That's the message in the Sermon on the Mount. That's what made this religion so appealing to Constantine and monarchs to follow for over a millennium, and even to slavers in the American South.
The message is directed at the disempowered and the exploited, and is basically to stand down when mistreated rather than rise up. Blessed are the meek and the long-suffering for their reward will come later. Turn the other cheek and love your oppressor. Subjects are commanded to submit to kings, slaves to their masters, and wives to their husbands.
Other than it fitting preconceived ideological narratives, what makes you think that is true? Any evidence?
Read the scriptures and decide for yourself what the words mean and who they benefit. The advice is horrible. Would you advise your children to be like that? Not if you love them.
Be courageous, not meek. Stand your ground when in the right.
Don't tolerate injustice if you can do something about it.
Do not love enemies - identify and avoid them.
Don't offer the other cheek. It just incites further violence and oppression. Try to negotiate a peace of you can, walk away if necessary, or at a bare minimum, put up your fists to protect your face if you can do neither.
This is advice to slaves and peons that one wants to exploit, not to people that one cares about.
Christianity spread far more from the bottom up rather than the top down conspiracy theory type myth.
Sorry, but you calling common sense a myth or a conspiracy theory is just a semantic device intended to demean an idea. Aim higher in the future.
Like everybody else, you have no authority here beyond the power of your arguments to convince. Simply disagreeing without addressing the argument made is ineffectual. One needs to make compelling arguments if he wishes to change minds.
The belief in gods originated from the grass roots as Ian early attempt to explain the caprices of nature and perhaps to have help in controlling them.
It didn't take the priestly class long to recognize and exploit this tendency. With this, organized, politicized religion was born, giving clergy unearned social status and a cushy indoor job. One doesn't need to be a conspiracy theorist to recognize that such a thing was inevitable. A rudimentary understanding of human nature will suffice.
Later, Christianity was spread at the point of a sword - Constantine's armies, the Crusaders, and the conquistadores come to mind first.
Anyway, ever wonder why the days of creation include a day of rest every seven days, and that the Ten Commandments insist that man emulate that?
It's really pretty easy to guess why an omnipotent god would be said to need to labor for six days followed by one day of rest. Undoubtedly, it was once considered immoral for any able bodied person not to work every day - planting, sowing, gathering, etc..
Then, a priestly class arose, one which required that people make regular pilgrimages to bring money to the temple, which would necessitate taking time away from the fields. How do you convince people to do this? Easy. Tell them that regarding taking time away from work, that their god did it and commands them to do so as well.

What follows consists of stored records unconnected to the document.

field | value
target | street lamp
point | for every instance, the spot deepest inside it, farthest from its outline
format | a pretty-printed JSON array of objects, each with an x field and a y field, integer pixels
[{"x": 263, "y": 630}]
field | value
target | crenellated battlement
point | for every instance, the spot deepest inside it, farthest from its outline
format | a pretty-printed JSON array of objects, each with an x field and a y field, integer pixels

This time, if you choose to disagree, rather than calling this argument a myth and conspiracy theory, try offering evidence or a compelling argument of your own as to why this hypothesis is incorrect or likely incorrect. Simply asserting that it is incorrect and offering an unsupported contrary view absence a specific rebuttal to the elements of the argument will accomplish no more this time than it did last time.